Across the state and near the lovely university town of Missoula is the hidden gem of the Discovery Basin, or “Disco” for the locals. What is it? 2,200 acres – more than Deer Valley, UT or Telluride, CO – of unfilled wooden skis, powder-filled bowls, mogul runs and groomers operated by six lifts. Known for reliable snowfall, the Lost Trail Ski Area crosses the border between Montana and Idaho and enjoys 300 annual inches of snow, more than Vail, with 60 trails. Both of these hidden gems are included in the amenities of two of the world’s great dude ranch properties. Forbes’ 5-star ranch at Rock Creek (one of just two guest ranches to achieve this honor) is partnering with Discovery, while Triple Creek Ranch, a Relais & Chateaux property, is joining Lost Trail. Both are fantastic resorts and include chauffeur transport, tickets, all equipment and even ski meals in their nightly rates. For more on a unique and often overlooked approach to the ski holiday, see my recent story on why all-inclusive ski trips might be for you.

It’s a lot of snow and a lot of crowded terrain, but it’s just skiing and snowboarding. Montana is loved by snowmobile fans and has tons of options. Most famous is West Yellowstone, where you can rent a sleigh right in town and drive it down the street to more than 600 miles of groomed trails. For a truly unique opportunity, you can hire an authorized guide and take a ride in the stunning Yellowstone National Park and its empty winter wonderland. If you do not want to operate a snowmobile but still want to see the United States’ first national park in the winter, there are countless options for guided snowmobile tours (a bus with treadmills) that explore the best places, including the Grand Canyon of the Yellowstone, Old Faithful and Mammoth Hot Springs. Seeley Lake is another top destination for snowmobiling with 350 miles of groomed trails, rentals and backcountry guides. Cooke City offers 60 miles of groomed trails plus backcountry trails in the Gallatin National Forest. It’s just a quick overview. You can find many more details about snowmobiling, hot springs, all kinds of skiing and other winter activities at the state tourist site here.

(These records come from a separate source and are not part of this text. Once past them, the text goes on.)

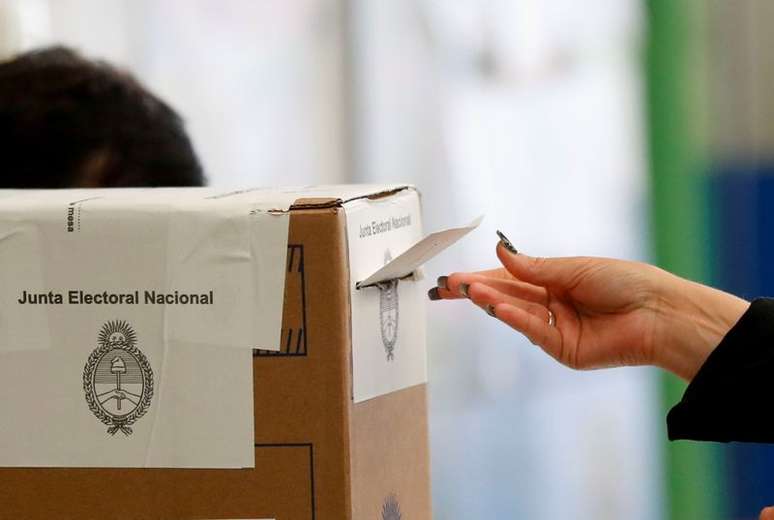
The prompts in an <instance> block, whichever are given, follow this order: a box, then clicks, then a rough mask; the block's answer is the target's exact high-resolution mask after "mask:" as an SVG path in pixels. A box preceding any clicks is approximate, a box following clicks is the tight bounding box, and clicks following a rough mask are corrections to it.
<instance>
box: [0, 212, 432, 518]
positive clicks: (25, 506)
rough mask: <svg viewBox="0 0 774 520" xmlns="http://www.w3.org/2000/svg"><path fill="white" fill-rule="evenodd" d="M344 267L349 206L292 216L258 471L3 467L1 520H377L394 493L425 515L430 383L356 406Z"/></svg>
mask: <svg viewBox="0 0 774 520" xmlns="http://www.w3.org/2000/svg"><path fill="white" fill-rule="evenodd" d="M307 208H308V209H307ZM347 260H348V259H347V249H346V227H345V215H344V211H343V210H342V209H341V208H339V207H335V206H330V205H329V201H328V204H326V205H325V207H319V206H318V207H316V208H315V205H314V201H308V200H305V201H304V205H303V206H302V207H296V209H293V210H292V212H291V223H290V232H289V240H288V272H287V280H286V286H285V303H284V315H283V329H282V338H283V345H282V349H281V351H280V352H266V351H255V354H254V357H253V370H254V394H255V398H254V400H255V453H256V458H255V468H254V469H243V470H205V469H201V470H184V469H115V468H114V469H105V468H95V469H62V468H30V469H27V468H0V520H4V519H6V518H8V519H11V518H13V519H16V518H21V519H31V520H34V519H51V518H57V519H181V520H183V519H185V520H190V519H225V518H232V519H238V518H276V519H277V520H309V519H311V520H348V519H357V520H359V519H361V518H362V519H381V518H382V513H381V509H382V506H383V503H384V501H385V499H386V497H388V496H392V495H394V496H395V498H396V499H397V500H398V501H399V504H400V510H401V512H402V513H403V516H402V517H401V518H402V519H403V520H409V519H410V520H415V519H416V520H426V519H429V518H430V505H429V504H430V496H429V469H428V465H429V463H428V449H427V411H426V391H425V386H424V385H420V386H417V387H413V388H409V389H407V390H403V391H400V392H396V393H394V394H390V395H387V396H382V397H379V398H376V399H373V400H371V401H367V402H364V403H360V404H359V405H357V406H355V405H353V404H352V400H351V344H350V330H349V272H348V263H347ZM203 420H206V419H204V418H203ZM41 427H51V428H55V427H56V425H55V424H49V423H48V422H47V421H46V419H45V418H41ZM223 427H224V428H225V427H227V425H224V426H223ZM386 520H392V518H390V517H387V518H386Z"/></svg>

If you do not know how to ski or snowboard, but still want to experience winter in the fresh air on your own, it is easy to learn Nordic (cross-country) skiing, and nothing is faster to pick up than snowshoes. Yellowstone and Glacier National Parks are jam-packed in the summer, but almost empty in the winter, and both offer ranger-led snowshoe hikes or you can take it alone. The 4.5-mile Canyon Rim Ski Trail in Yellowstone is very manageable with great views of the Grand Canyon of Yellowstone. Beginners can try the easy 3-mile Lower McDonald Creek Trail in Glacier. The park has other mapped snowshoes and cross-country trails for different skill levels, and there are many dedicated Nordic centers with trails, maps, equipment rentals and lessons across the state, including Whitefish, Helena, Bozeman, Big Sky, Red Lodge, and more.

Lone Mountain Ranch is another high-end Montana dude ranch that has been named the No. 1 cross-country ski resort in the entire nation and boasts a network of more than 50 miles of trails, which is simply a staggering amount. It does not include an additional 30 additional miles of dedicated snowshoe trails. Lone Mountain is also just 10 minutes from world-class alpine skiing at Big Sky, with 38 lifts and over 300 pistes.

Montana’s nickname is “The Treasure State”, and when it comes to winter, there are plenty of hidden gems to be found among all the white gold here.